Minus Evan Longoria and other familiar names, the budget-minded team likely will have one of the lowest payrolls in baseball again this year. But club management insists its concerted effort to trim salary and bolster a talent-rich farm system are not a sign of giving up on 2018.
Nor does it send mixed signals to fans, local businesses and government officials at a time when the club is seeking support to build a new stadium, principal owner Stuart Sternberg said during a visit to spring training this week.
The franchise has played home games at Tropicana Field in St. Petersburg since the team's inception in 1998.
Earlier this month, the team identified a site in Tampa's Ybor City neighborhood as the preferred location for a new home.
"I don't tie the two together. We're going to do what's in the best interest of the organization. That means we're going to give this team the best opportunity to compete, year in and year out," Sternberg said.
"How that plays into a new ballpark or any other factors -- while meaningful, I have to separate because our first, second, third and primary job is to put a competitive team out here ... to be competitive consistently," the owner added. "We have done that. We are going to continue to do that."
Longoria, the face of the franchise for nearly a decade, was traded in December. Pitcher Jake Odorizzi and outfielders Corey Dickerson and Steven Souza Jr. have been shipped out since the start of spring training.
Sternberg and general manager Erik Neander are excited by what the team received in return, mostly young minor leaguers who will be counted on to help make the Rays, coming off a fourth consecutive losing season, in the future.
"If somebody wants to give me the No. 5 prospect in baseball for somebody who's making a lot of money, I'll be happy to cut payroll," Sternberg said. "But we're not interested in cutting payroll and not putting this organization on better footing for 2018 and beyond."
Strong starting pitching and solid defense were the key to a stretch in which Tampa Bay made the playoffs four of six seasons from 2008 to 2013. Those teams were boosted by players taken highly in the draft.
Despite losing right-hander Alex Cobb to free agency and trading Odorizzi, Neander feels that's still a combination that will serve the team well as it tries to keep pace in the tough AL East, where the Red Sox, Yankees, Orioles and Blue Jays all outspend the Rays.
Part of the GM's optimism moving forward is based on the quality of a successful minor league system featuring a glut of young talent on the verge of being ready to help the organization on the major league level.
"We've been really focused on growing something special underneath that more of less wasn't present four years ago," Neander said.
"As we've been doing that, as hard as some of decisions have been along the way, we've never tanked," Neander added. "We've never gone into a season with a roster that looks like it's targeted for 50 wins. ... That's never been our approach."
Nevertheless, some of the moves this winter have not been popular in the Rays clubhouse.
Defensive whiz Kevin Kiermaier described himself as "frustrated and very upset" after Odorizzi and Dickerson were moved.
By the time, Souza was traded three days later, the star center fielder who signed a $53.5 million contract last spring, said it was time to look ahead -- not behind.
"I feel like the Rays, no matter what our roster is, will always be an underdog," Kiermaier said. "It's our job to go out and prove people wrong. ... There's no need to pout."
The directive to trim payroll was issued by Sternberg, who unexpectedly agreed to add more than $10 million in salary last July, when the Rays went "all in" in hopes of improving their chances for a playoff berth.
But despite all the offseason maneuvering and trimming, the owner notes Tampa Bay still is in line to begin the season with a payroll comparable to the one (about $70 million) it began with a year ago.
"We have a good sense of what we're doing.

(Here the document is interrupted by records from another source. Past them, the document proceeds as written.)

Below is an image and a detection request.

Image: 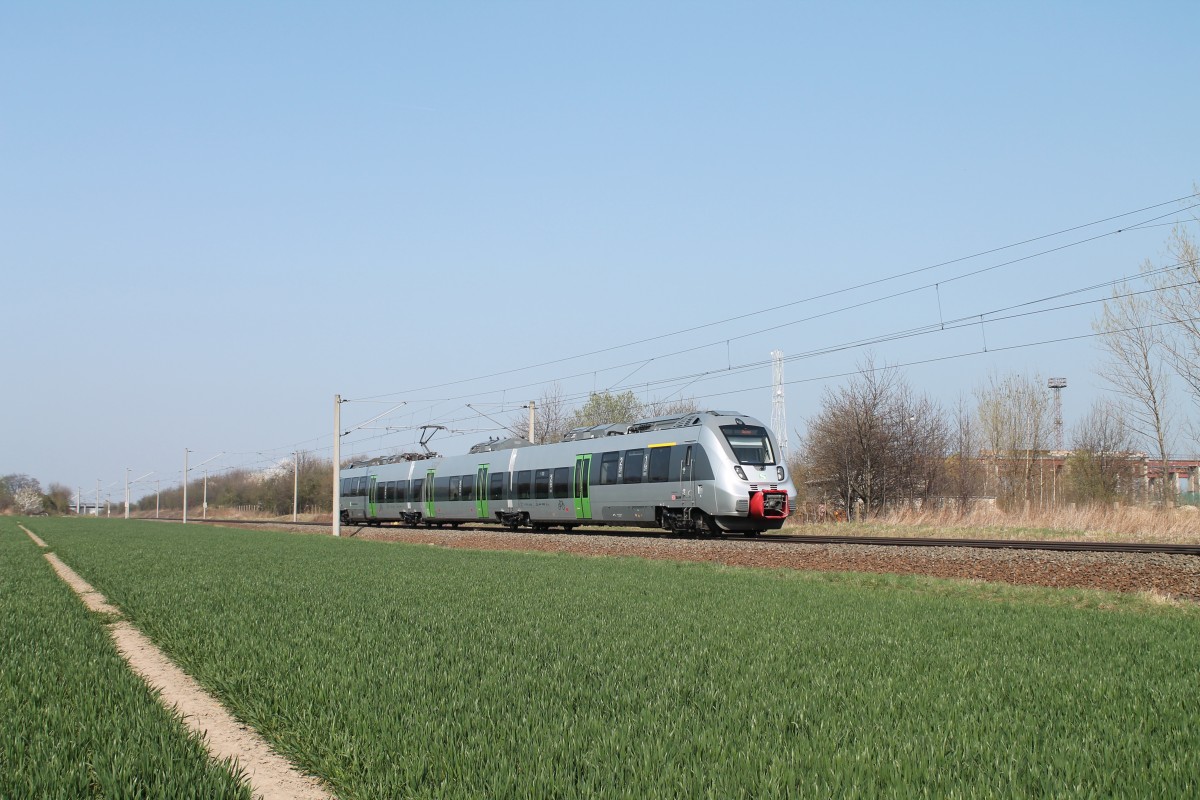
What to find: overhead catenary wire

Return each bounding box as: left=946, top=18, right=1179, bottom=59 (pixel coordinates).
left=154, top=253, right=1199, bottom=482
left=127, top=194, right=1200, bottom=487
left=348, top=194, right=1200, bottom=403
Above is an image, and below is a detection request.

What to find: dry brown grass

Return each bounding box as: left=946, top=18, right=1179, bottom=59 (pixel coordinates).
left=790, top=504, right=1200, bottom=544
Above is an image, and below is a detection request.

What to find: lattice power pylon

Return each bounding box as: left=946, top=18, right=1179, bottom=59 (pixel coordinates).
left=1048, top=377, right=1067, bottom=450
left=771, top=350, right=789, bottom=463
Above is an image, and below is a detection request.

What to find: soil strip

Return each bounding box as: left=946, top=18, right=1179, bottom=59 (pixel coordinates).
left=19, top=523, right=47, bottom=548
left=39, top=550, right=332, bottom=800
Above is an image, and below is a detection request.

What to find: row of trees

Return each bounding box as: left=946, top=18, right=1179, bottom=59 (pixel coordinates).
left=135, top=452, right=334, bottom=516
left=0, top=474, right=72, bottom=515
left=800, top=362, right=1154, bottom=516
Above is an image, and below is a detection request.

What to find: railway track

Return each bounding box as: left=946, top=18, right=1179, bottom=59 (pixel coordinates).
left=184, top=517, right=1200, bottom=556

We have a pretty good track record, I'll say a great track record, in putting ... an incredibly competitive product on the field for the last 10 years, and I'll stand by that for 2018 and beyond as well," Sternberg said.
The owner declined to speculate on how many games the Rays will win this year, except to interject "more than you think."
"There's no way of knowing, but I do think we've been sold short," Sternberg said.
"I know we are in tremendous shape, as good of shape as we've ever been as an organization, for the next five years," he added, "and that starts opening day."